Pre-coating with protein fractions inhibits nano-carrier aggregation in human blood plasma

The success of a nanomaterial designed for biomedical applications depends strongly on its "biological identity" meaning the physicochemical properties the material adopts after contact with a physiological medium e.g. blood. Critical issues are here the size stability of the nanomaterial against aggregation in blood induced by blood proteins and the composition of the protein corona. These factors further determine the particles' fate in vivo and in vitro.

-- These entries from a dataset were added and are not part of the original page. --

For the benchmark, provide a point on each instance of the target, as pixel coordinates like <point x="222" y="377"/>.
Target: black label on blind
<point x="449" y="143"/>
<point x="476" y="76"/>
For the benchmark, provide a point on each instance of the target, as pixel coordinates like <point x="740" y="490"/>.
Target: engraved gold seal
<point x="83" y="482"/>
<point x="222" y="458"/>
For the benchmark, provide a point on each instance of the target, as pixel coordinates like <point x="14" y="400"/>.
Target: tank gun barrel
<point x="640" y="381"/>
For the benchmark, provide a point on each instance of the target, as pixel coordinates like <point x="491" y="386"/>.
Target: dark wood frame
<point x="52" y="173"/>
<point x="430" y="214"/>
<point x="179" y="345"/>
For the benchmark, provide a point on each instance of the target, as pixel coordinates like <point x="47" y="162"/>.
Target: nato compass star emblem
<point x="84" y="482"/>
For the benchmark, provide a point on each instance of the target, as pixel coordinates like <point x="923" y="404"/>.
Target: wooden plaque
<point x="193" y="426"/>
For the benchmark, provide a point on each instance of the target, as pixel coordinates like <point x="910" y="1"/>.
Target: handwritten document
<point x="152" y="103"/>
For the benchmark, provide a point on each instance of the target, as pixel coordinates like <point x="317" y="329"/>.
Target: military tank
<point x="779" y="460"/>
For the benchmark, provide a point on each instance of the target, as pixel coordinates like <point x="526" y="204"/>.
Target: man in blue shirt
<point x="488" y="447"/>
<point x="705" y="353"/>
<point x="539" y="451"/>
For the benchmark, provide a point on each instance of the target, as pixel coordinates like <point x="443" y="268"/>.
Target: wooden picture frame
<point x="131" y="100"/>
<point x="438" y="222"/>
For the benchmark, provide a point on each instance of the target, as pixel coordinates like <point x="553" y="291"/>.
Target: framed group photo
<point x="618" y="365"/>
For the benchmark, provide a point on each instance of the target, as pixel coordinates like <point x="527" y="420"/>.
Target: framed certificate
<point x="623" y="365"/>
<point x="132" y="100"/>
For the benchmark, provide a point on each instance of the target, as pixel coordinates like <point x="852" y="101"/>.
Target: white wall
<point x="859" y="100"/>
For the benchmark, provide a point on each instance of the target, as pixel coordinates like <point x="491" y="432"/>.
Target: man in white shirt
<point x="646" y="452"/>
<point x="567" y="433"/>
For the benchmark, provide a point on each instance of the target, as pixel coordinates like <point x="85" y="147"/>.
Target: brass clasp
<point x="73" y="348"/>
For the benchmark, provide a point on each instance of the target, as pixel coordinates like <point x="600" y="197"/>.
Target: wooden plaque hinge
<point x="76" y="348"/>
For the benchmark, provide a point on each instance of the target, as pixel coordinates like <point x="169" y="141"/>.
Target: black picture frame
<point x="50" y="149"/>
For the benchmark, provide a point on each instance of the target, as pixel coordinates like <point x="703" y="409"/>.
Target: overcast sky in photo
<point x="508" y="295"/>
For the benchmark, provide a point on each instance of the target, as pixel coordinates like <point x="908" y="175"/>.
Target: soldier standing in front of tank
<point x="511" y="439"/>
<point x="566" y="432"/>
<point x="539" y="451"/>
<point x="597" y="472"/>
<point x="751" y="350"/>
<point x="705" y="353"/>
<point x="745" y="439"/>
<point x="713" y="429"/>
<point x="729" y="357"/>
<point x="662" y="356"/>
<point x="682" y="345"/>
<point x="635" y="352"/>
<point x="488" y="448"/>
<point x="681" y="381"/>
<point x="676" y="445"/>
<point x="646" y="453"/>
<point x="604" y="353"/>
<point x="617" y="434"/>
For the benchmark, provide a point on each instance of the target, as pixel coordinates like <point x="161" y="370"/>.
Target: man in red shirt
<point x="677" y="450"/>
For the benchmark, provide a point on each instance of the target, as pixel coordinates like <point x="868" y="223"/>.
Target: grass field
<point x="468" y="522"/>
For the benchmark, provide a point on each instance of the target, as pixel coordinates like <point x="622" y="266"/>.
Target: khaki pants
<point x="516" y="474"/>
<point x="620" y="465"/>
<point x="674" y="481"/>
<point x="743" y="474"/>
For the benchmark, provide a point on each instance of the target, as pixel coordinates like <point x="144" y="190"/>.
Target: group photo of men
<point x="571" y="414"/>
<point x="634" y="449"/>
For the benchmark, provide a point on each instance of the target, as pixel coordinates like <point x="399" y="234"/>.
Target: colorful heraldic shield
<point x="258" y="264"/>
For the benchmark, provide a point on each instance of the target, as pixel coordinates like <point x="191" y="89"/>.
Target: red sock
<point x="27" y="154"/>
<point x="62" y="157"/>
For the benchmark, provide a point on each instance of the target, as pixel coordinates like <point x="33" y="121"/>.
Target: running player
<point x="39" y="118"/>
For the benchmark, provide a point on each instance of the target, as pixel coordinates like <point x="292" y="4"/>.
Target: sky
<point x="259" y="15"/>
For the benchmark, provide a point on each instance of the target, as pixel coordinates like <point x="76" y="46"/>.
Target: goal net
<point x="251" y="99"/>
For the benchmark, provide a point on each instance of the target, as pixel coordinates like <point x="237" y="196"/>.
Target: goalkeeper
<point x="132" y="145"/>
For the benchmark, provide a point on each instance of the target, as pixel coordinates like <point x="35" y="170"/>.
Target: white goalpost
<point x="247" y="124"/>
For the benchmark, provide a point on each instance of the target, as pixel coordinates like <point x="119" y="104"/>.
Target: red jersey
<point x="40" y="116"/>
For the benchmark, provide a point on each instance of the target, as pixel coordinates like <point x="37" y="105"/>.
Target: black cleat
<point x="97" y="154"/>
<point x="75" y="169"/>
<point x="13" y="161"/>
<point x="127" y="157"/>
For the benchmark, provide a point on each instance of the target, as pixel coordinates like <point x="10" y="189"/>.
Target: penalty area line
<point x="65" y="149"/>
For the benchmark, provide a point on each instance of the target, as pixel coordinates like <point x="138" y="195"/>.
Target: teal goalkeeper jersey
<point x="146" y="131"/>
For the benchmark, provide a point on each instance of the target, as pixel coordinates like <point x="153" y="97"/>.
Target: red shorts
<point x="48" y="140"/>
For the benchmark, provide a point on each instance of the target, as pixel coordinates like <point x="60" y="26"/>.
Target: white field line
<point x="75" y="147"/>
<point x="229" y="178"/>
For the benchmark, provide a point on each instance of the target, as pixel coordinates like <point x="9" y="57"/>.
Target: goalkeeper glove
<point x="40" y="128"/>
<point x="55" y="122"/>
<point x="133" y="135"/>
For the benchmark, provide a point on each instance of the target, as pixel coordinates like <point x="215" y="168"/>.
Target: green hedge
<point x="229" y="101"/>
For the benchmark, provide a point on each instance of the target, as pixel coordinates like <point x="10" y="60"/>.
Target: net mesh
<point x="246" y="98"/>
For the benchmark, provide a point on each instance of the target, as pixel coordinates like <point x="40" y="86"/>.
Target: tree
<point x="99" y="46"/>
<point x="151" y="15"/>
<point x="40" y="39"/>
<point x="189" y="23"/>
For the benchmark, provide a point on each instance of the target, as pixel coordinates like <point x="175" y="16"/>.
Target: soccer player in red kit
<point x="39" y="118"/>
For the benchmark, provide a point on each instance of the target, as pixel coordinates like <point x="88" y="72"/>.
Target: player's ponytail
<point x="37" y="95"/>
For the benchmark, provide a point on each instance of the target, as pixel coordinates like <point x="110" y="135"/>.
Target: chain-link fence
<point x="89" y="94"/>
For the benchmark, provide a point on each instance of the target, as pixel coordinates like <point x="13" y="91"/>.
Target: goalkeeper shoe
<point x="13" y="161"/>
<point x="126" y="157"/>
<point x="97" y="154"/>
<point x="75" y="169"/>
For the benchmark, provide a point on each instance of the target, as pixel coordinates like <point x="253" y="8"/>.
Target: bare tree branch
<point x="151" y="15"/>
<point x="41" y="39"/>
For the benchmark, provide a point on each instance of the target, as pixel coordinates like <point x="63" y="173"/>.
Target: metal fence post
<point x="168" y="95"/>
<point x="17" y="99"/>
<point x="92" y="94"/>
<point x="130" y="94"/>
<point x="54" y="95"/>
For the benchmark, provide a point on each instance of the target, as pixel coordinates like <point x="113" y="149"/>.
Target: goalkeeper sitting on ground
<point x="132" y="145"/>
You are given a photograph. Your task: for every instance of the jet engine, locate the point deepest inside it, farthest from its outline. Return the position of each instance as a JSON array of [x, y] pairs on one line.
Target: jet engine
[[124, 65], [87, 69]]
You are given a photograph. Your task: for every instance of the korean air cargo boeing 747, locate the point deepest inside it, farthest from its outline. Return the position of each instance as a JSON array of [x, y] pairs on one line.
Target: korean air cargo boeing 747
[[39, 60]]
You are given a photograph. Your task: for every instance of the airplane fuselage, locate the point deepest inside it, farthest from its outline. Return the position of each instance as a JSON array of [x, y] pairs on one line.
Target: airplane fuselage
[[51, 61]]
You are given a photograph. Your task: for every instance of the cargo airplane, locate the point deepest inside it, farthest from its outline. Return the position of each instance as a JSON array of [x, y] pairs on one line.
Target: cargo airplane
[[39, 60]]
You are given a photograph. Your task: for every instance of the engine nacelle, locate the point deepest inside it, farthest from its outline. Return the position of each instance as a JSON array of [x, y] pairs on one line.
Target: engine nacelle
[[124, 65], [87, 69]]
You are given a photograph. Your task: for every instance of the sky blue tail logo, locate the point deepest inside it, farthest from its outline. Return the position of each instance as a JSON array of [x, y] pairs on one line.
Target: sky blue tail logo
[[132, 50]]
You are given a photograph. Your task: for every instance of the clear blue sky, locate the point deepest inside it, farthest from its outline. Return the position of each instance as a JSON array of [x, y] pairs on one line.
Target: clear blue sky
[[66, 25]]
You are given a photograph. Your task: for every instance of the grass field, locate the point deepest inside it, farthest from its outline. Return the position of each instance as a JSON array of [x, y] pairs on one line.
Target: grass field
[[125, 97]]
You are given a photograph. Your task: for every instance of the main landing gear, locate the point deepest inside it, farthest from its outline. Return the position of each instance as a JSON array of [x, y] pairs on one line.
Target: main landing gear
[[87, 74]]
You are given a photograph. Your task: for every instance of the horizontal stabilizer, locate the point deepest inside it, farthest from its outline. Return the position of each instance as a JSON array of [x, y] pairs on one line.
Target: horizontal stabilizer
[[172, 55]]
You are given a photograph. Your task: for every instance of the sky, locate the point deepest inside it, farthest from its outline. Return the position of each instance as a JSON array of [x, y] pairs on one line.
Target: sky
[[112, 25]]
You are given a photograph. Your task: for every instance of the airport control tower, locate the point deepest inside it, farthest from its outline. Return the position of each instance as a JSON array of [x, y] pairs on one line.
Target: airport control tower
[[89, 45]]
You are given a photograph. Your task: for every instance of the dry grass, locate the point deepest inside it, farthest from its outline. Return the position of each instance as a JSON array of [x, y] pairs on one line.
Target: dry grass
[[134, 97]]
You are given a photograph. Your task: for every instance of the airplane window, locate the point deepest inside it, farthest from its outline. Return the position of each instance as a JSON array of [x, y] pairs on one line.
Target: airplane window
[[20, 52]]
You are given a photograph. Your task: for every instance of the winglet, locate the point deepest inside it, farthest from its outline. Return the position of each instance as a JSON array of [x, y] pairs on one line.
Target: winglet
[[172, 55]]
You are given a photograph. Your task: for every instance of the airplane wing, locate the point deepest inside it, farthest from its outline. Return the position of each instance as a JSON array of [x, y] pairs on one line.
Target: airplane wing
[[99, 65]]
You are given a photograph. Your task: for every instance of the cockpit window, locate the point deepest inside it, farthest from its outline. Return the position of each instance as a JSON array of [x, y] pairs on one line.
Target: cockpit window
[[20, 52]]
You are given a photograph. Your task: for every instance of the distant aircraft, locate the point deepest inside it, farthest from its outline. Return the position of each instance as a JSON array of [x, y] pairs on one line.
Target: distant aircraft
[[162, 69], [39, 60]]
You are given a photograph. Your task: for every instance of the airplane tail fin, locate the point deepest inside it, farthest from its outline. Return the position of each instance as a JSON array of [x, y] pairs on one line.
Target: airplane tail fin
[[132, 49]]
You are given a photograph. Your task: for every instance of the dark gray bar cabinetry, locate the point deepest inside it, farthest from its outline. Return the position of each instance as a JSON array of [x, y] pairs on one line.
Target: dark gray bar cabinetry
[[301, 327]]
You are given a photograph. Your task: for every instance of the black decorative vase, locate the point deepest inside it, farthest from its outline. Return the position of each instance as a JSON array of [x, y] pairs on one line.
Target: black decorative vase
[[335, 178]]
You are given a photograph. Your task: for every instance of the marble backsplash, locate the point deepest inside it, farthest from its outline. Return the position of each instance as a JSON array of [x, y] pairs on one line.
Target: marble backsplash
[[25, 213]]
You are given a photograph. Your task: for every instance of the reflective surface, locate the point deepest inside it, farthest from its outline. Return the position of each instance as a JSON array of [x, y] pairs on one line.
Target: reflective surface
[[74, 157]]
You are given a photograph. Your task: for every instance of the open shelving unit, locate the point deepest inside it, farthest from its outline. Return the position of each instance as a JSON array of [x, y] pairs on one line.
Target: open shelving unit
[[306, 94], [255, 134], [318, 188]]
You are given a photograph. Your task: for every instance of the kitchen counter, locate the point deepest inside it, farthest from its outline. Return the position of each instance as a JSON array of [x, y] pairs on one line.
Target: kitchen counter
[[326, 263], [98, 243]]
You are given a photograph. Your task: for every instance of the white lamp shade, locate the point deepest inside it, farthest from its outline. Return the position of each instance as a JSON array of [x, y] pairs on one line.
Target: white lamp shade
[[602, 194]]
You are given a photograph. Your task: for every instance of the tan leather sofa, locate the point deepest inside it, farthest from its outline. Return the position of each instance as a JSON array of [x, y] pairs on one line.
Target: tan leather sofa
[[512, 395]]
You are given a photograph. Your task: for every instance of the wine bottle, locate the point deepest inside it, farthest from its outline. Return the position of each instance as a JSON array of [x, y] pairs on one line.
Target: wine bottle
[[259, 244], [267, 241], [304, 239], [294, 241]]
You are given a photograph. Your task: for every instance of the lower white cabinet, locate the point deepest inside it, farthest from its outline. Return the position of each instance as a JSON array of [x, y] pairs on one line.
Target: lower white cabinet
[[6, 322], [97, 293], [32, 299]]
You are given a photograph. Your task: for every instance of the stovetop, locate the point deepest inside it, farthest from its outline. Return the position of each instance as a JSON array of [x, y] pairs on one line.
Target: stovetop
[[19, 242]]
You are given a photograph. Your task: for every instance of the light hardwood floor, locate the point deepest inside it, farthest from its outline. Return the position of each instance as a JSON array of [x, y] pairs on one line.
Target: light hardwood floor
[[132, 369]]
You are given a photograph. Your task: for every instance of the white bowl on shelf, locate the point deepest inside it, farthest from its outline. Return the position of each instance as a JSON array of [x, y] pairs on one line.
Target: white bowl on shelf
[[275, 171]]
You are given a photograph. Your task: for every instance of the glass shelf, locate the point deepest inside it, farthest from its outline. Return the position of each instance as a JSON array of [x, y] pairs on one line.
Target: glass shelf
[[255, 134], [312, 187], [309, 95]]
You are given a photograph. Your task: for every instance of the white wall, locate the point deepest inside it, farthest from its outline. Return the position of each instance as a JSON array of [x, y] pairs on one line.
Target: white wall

While this has been seen to occur inevitably we demonstrate here that a preformed and hereby predetermined protein corona steers the nanomaterials behavior concerning aggregation in human blood plasma and uptake behavior in macrophages. Fractionation of human blood plasma was applied to enrich human serum albumin (HSA), immunoglobulin G (IgG) as well as various low abundant protein mixtures. The exact composition of these protein fractions was analyzed via quantitative, label-free liquid-chromatography mass-spectrometry (LC-MS). The protein fractions were further applied to form a predetermined protein corona on differently functionalized polystyrene nanoparticles. The change of the nanoparticles' physicochemical properties after incubation with the defined protein fractions or whole human plasma was studied by dynamic light scattering (DLS) to determine size changes. DLS was also used to investigate the stability of the protein-coated nanoparticles when reintroduced in human plasma. In addition, we found that cellular uptake of nanomaterials was strongly influenced by the artificially created protein corona.